BiblioNasium is a reading community for students and their teachers. If you’ve ever used Goodreads or Shelfari, you know how great it is to keep track of books you’ve read, books you want to read, and keep up with what others are reading. BiblioNasium offers the same experience, only in a safe community just for you and your students. It’s pretty simple to use: you create an account for yourself, and then you can create a class, complete with accounts for each student.

Teachers can create lists of recommended and required books, and they can recommend books to a specific student. Students can, in turn, keep track of what they’re reading using a reading log, and recommend books to their friends. There is even a place where parents can log in and view what their kids are reading. The best part is that, while this is a social community, students can only communicate with their teacher, and (with parental permission) with other students in their class.

I love the idea of allowing students to review and recommend books to each other; my own Goodreads and Shelfari accounts have helped me find some great books that I might not have otherwise read.
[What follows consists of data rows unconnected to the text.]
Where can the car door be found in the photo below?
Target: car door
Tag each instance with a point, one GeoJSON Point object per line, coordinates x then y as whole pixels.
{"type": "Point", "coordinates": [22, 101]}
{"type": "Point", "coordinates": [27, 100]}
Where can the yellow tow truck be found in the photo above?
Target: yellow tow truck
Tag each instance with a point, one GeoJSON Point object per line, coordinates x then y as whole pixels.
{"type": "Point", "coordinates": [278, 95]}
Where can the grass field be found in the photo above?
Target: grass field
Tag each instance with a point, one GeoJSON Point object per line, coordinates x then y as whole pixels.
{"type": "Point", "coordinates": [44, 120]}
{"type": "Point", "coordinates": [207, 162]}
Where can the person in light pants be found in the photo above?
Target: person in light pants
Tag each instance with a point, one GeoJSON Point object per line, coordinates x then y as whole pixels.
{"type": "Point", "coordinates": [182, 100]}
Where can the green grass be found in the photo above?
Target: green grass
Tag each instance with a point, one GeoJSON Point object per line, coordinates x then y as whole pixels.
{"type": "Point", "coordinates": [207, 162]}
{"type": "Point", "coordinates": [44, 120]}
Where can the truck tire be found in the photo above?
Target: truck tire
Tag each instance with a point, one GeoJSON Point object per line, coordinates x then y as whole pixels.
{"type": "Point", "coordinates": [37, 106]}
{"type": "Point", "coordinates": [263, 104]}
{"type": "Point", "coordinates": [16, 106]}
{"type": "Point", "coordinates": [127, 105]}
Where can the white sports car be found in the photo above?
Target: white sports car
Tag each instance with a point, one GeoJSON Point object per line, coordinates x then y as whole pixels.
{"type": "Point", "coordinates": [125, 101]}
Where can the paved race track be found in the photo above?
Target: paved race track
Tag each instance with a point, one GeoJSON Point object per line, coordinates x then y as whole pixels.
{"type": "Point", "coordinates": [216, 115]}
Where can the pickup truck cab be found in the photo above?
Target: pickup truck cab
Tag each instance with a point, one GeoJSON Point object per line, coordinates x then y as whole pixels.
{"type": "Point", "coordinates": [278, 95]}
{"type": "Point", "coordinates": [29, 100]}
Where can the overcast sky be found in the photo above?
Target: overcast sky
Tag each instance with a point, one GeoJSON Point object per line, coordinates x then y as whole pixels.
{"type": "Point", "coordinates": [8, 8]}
The site is in beta, however, which means it’s still in a testing phase. Sometimes, the pages hang and take a while to load. Some of the functionality is not intuitive, and it may take time to figure out how to do certain things. However, it’s a work in progress, and will only get better. Signing up is free, and they don’t spam you with emails, so make yourself (and your class!) an account and see what you think!

Barnes and Noble Storytime

Did you know that Barnes and Noble posts animated video versions of favorite picture books, read aloud as a storytime? The most recent book featured on Barnes and Noble is Ree Drummond’s Charlie the Ranch Dog, and features Ree herself reading her book aloud. A very fun and easy way to bring books to life and experience some favorite picture books (Strega Nona! The Polar Express! Green Eggs and Ham!) in a new way.

Bartleby

Bartleby provides reference books, fiction books, and nonfiction books for free. You can browse the famous illustrations in Grey’s Anatomy, or learn about proper grammar in Strunk’s Elements of Style. This is a great way to access thousands of well-known and reliable resources quickly and easily. Since the information is all online, you can easily search the text for specific parts.